Quasi nulla purtroppo si conosce degli edifici di culto e di carattere pubblico, nonostante al Museo di Adrano siano esposti alcuni importanti elementi architettonici in pietra lavica. Si tratta di tre capitelli, di cui uno ispirato allo stile dorico e due a quello ionico, e di alcune porzioni di colonne a sezione ottagonale. Inoltre da ritrovamenti di superficie sono noti vari tipi di antefisse. Le più numerose sono quelle a testa femminile, ma non mancano esemplari a protome leonina e gorgonica.
Si potrebbe ipotizzare la presenza di qualche edificio di culto o di carattere pubblico nel settore meridionale della città antica all’interno della cinta muraria, in prossimità della porta urbica.
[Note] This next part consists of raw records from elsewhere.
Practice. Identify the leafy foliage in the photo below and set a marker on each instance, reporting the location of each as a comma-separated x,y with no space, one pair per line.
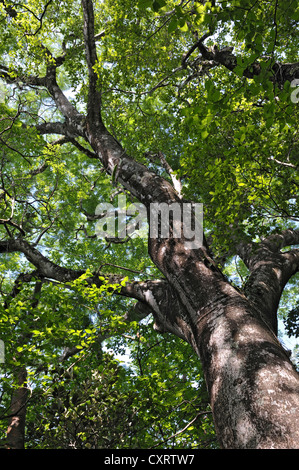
233,142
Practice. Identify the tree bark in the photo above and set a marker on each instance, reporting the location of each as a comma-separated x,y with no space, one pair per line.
253,387
16,427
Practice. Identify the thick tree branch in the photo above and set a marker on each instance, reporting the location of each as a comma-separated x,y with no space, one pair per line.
94,95
270,270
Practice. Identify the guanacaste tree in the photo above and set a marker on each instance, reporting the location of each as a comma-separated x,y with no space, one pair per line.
168,102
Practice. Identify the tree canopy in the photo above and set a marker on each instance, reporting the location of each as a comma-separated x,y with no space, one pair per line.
202,94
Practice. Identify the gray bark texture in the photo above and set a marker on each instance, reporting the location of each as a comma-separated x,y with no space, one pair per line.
253,386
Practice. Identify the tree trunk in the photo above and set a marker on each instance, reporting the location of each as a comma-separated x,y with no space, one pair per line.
16,427
253,387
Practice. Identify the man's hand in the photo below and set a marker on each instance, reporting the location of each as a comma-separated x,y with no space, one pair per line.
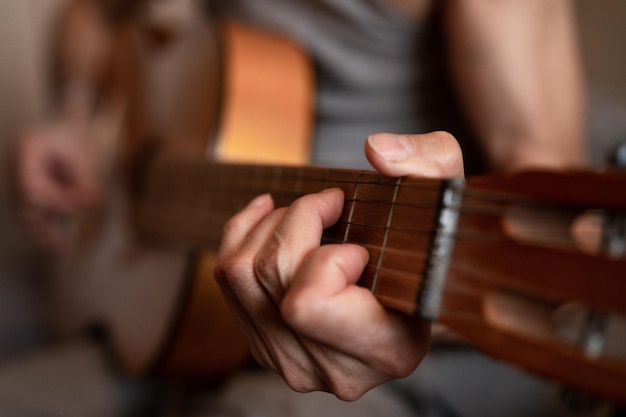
297,302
Solo il proseguimento delle indagini, potrà dare una risposta ai numerosi interrogativi posti da questo insediamento siculo, i cui dati di scavo sembrano fissare la piena fioritura nel VI sec. a.C.
Resta inesplorato, infatti, l’impianto urbano, le aree sacre, ancora ignoto il nome, anche se qualcuno, con il conforto della numismatica, ha voluto identificarlo con l’antica città indigena di Piakos. Ancora da precisare, infine, i rapporti con la città greca di Adranon, l’insediamento nato nel 400 a.C., per volontà, secondo Diodoro Siculo, di Dionigi il Vecchio, a pochi chilometri di distanza, su un’altura sovrastante il corso del Simeto.
L’operazione che porta alla nascita di Adranon, il cui sito si trova nell’abitato dell’odierna Adrano, è certamente di grande valenza strategica e segna il rafforzamento dell’egemonia siracusana nella zona. Tra gli scopi primari il controllo della corso del Simeto e quello della città sicula di Centuripe.
Il sito prescelto fu quello in cui sorgeva da tempo il santuario di una tra le più potenti divinità sicule, Adranos.